I created the following table on Cassandra 3.11 for storing metrics using the TimeWindowCompactionStrategy:
CREATE TABLE metrics.my_test (
metric_name text,
metric_week text,
metric_time timestamp,
tags map<text, text>,
value double,
PRIMARY KEY ((metric_name, metric_week), metric_time)
) WITH CLUSTERING ORDER BY (metric_time DESC)

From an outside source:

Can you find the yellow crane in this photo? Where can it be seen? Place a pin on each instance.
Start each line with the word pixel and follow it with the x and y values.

AND compaction = {'class': 'org.apache.cassandra.db.compaction.TimeWindowCompactionStrategy', 'compaction_window_size': '1', 'compaction_window_unit': 'MINUTES'}
AND default_time_to_live = 7776000
AND gc_grace_seconds = 60;
Following the blog post on TLP about TWCS, I thought I'd be able to issue a compaction and none of the SSTables in the same bucket (1 minute window) would be compacted together. However, it seems as though this is not true, and everything gets compacted together. Before compaction:
# for f in *Data.db; do ls -l $f && java -jar /root/sstable-tools-3.11.0-alpha11.jar describe $f | grep timestamp; done
-rw-r--r-- 1 cassandra cassandra 1431 Mar 22 17:29 mc-10-big-Data.db
Minimum timestamp: 1521739701309280 (03/22/2018 17:28:21)
Maximum timestamp: 1521739777814859 (03/22/2018 17:29:37)
-rw-r--r-- 1 cassandra cassandra 619 Mar 22 17:30 mc-11-big-Data.db
Minimum timestamp: 1521739787241285 (03/22/2018 17:29:47)
Maximum timestamp: 1521739810545148 (03/22/2018 17:30:10)
-rw-r--r-- 1 cassandra cassandra 654 Mar 22 17:20 mc-1-big-Data.db
Minimum timestamp: 1521739189529560 (03/22/2018 17:19:49)
Maximum timestamp: 1521739216248636 (03/22/2018 17:20:16)
-rw-r--r-- 1 cassandra cassandra 1154 Mar 22 17:21 mc-2-big-Data.db
Minimum timestamp: 1521739217033715 (03/22/2018 17:20:17)
Maximum timestamp: 1521739277579629 (03/22/2018 17:21:17)
-rw-r--r-- 1 cassandra cassandra 855 Mar 22 17:22 mc-3-big-Data.db
Minimum timestamp: 1521739283859916 (03/22/2018 17:21:23)
Maximum timestamp: 1521739326037634 (03/22/2018 17:22:06)
-rw-r--r-- 1 cassandra cassandra 1047 Mar 22 17:23 mc-4-big-Data.db
Minimum timestamp: 1521739327868930 (03/22/2018 17:22:07)
Maximum timestamp: 1521739387131847 (03/22/2018 17:23:07)
-rw-r--r-- 1 cassandra cassandra 1288 Mar 22 17:24 mc-5-big-Data.db
Minimum timestamp: 1521739391318240 (03/22/2018 17:23:11)
Maximum timestamp: 1521739459713561 (03/22/2018 17:24:19)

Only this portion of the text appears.